Strategy is usually thought of as a management tool, but it is also important to use strategic thinking in other areas, such as design. In constructing new healthcare facilities or in remodeling older facilities, the planning phase should consider the organization's overall mission. This should include strategies that will meet foreseen challenges in the future, such as growth of the facility, environmental and community changes, regulatory expectations and technology issues. Yet planning must be flexible enough to accommodate change.

Universally, designing space for a physically compromised population must support the clients' ability to function as independently as possible. The treatment areas must also incorporate the needs of the staff. In sum, design should support the staff's ability to provide treatment while encouraging the resident's independence. This establishes a critical design challenge: how to create space that enables clients to function as independently as possible and support the staff in facilitating the achievement of that goal.

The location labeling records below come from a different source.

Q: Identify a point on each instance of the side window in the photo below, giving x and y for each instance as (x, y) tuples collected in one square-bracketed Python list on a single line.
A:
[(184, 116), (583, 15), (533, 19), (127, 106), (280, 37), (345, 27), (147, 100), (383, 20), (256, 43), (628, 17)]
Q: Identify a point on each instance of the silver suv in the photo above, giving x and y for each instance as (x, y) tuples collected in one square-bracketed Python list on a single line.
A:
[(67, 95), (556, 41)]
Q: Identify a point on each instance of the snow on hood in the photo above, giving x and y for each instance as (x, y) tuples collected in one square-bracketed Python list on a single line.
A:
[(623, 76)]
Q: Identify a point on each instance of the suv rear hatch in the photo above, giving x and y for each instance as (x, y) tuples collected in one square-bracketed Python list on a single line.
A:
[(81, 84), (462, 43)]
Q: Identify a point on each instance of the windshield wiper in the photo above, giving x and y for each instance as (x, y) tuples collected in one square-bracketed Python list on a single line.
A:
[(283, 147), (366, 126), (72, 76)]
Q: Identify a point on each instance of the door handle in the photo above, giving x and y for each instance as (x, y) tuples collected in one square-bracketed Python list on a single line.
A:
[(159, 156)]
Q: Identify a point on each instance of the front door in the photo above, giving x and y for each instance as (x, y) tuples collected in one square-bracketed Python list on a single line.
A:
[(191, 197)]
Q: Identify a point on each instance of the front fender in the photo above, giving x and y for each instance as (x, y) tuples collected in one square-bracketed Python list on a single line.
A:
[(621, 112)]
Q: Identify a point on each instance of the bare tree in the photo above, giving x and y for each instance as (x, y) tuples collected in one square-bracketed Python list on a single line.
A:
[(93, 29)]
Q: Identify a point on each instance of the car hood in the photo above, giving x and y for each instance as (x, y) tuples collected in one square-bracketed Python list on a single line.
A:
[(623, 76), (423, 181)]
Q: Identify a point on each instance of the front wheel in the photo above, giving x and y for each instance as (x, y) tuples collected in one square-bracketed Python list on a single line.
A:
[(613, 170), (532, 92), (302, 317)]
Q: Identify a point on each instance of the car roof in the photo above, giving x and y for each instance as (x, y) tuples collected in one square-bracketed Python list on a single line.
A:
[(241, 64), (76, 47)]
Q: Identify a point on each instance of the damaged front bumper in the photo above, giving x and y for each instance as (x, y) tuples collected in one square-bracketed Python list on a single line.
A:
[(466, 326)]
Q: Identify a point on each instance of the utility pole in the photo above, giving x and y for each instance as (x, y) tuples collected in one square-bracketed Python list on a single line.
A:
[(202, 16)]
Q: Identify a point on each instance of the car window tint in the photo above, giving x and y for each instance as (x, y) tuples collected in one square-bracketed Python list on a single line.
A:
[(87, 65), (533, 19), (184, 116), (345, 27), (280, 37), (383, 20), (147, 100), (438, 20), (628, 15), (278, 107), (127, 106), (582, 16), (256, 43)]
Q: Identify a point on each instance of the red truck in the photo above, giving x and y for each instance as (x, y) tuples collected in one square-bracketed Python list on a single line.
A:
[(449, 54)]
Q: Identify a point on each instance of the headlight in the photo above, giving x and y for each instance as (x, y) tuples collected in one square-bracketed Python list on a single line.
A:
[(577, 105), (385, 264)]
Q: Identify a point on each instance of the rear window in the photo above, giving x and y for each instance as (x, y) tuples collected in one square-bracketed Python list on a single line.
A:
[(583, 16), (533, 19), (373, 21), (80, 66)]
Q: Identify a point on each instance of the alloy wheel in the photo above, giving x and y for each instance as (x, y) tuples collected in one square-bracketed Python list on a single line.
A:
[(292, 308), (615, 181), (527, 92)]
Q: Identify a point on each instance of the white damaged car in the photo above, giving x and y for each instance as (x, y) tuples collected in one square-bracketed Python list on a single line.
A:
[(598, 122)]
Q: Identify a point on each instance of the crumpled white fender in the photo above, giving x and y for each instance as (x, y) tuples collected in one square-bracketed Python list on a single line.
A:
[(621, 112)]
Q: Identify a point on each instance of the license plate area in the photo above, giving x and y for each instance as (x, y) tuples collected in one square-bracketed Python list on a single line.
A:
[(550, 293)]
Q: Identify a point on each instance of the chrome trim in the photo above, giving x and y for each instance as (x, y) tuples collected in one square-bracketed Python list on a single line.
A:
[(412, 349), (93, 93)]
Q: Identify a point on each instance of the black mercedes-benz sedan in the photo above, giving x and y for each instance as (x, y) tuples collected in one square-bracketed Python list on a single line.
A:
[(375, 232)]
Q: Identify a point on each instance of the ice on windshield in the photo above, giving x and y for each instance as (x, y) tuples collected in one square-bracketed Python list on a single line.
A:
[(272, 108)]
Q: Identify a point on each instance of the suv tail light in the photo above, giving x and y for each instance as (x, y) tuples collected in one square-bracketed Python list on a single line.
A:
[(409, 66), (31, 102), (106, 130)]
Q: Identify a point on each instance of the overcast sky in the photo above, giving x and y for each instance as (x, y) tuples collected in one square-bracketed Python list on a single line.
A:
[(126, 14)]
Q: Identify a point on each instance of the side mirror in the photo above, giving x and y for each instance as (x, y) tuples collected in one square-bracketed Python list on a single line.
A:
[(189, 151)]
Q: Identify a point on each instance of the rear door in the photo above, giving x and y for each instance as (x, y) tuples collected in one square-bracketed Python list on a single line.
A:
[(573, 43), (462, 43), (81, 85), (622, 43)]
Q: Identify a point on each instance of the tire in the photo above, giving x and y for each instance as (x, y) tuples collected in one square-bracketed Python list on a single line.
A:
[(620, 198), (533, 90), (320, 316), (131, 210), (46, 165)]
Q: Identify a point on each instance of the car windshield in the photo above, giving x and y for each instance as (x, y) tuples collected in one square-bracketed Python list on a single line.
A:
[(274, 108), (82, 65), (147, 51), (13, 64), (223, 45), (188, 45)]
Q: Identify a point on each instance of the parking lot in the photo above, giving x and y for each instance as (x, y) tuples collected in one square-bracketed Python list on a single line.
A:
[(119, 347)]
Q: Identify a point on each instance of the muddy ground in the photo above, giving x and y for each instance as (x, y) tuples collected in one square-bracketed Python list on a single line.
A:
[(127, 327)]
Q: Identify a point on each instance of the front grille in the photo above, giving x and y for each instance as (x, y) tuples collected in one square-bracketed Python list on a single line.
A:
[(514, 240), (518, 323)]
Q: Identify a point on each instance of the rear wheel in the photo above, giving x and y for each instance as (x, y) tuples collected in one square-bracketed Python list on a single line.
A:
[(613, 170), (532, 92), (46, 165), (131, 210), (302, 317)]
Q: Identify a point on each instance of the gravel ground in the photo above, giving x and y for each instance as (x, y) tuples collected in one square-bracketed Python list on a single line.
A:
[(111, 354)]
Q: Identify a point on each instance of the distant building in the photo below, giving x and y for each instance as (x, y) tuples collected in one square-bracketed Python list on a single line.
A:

Another critical challenge involves the limitations set by the licensing and regulatory agencies that, although unintentionally, can act contrary to enabling independence.

Recently, in an effort to better understand how providers are meeting these strategic challenges, I spoke with some who have had recent firsthand experience in participating in the design and remodeling of their respective organizations:

Leslie Larson, MA, administrator of the Centre for Neuro Skills in Los Angeles, California, which serves clients who require rehabilitation for brain injury or other related conditions and who are learning skills for re-entry to home and community.

EliPick, CNHA, CAS, CEO of Ballard Healthcare in Des Plaines, Illinois, which offers a continuum of post-acute care services.

Hyatt: In your experience, what areas present design/architectural challenges for the patient population that your organization serves?

Larson: This really hits home, as they say. The clients we serve experience difficulties both where they live and where they work. Such things as durability of steps and railings, the height and strength of countertops, wheelchair accessibility, the size of doors and the utility of shower stalls, bathrooms, kitchens and hallways all present daily challenges. The reality is that few homes or older structures, which are often used for assisted living, meet the new American Disabilities Act (ADA) space/design requirements. In many instances, it just is not economically feasible for the owners to comply.

Pick: We face unique regulatory and client/staff issues in the healthcare industry. We are over-regulated, and some of the regulations for post-acute care are not always in the clients' best interests. When we were designing our environment for rehabilitative care for our skilled nursing facility at Ballard, we contracted with Guynes Design of Phoenix, Arizona, to develop Our [Town.sup.TM] as a unique feature that provides simulated settings for clients to practice their everyday activities. This includes a bank, grocery store and varied walking surfaces, as well as an apartment that includes a fully functioning bathroom. The state health department required that we conform to the institutional guidelines, which differ significantly from standards used in most private homes. We tried to clarify to them that while the institutional requirements made sense for those who were most limited in functioning, those clients would be the exception in our facility, and that our goal of providing training for clients wh o would need less assistance would be compromised. However, the lowest common denominator is the focus of the regulations, and we had to comply in order to receive approval for the design of the unit.

The ability to adapt the design to meet the regulatory requirements and still enable clients and staff to use the space appropriately is the challenge. Therefore, we worked with the designers to develop an approach that enabled staff to utilize removable aids that are specific to the needs of the client. This satisfied the regulations and still allowed the program to adapt to individual clients.

Hyatt: What is the impact of architecture/design in your service area?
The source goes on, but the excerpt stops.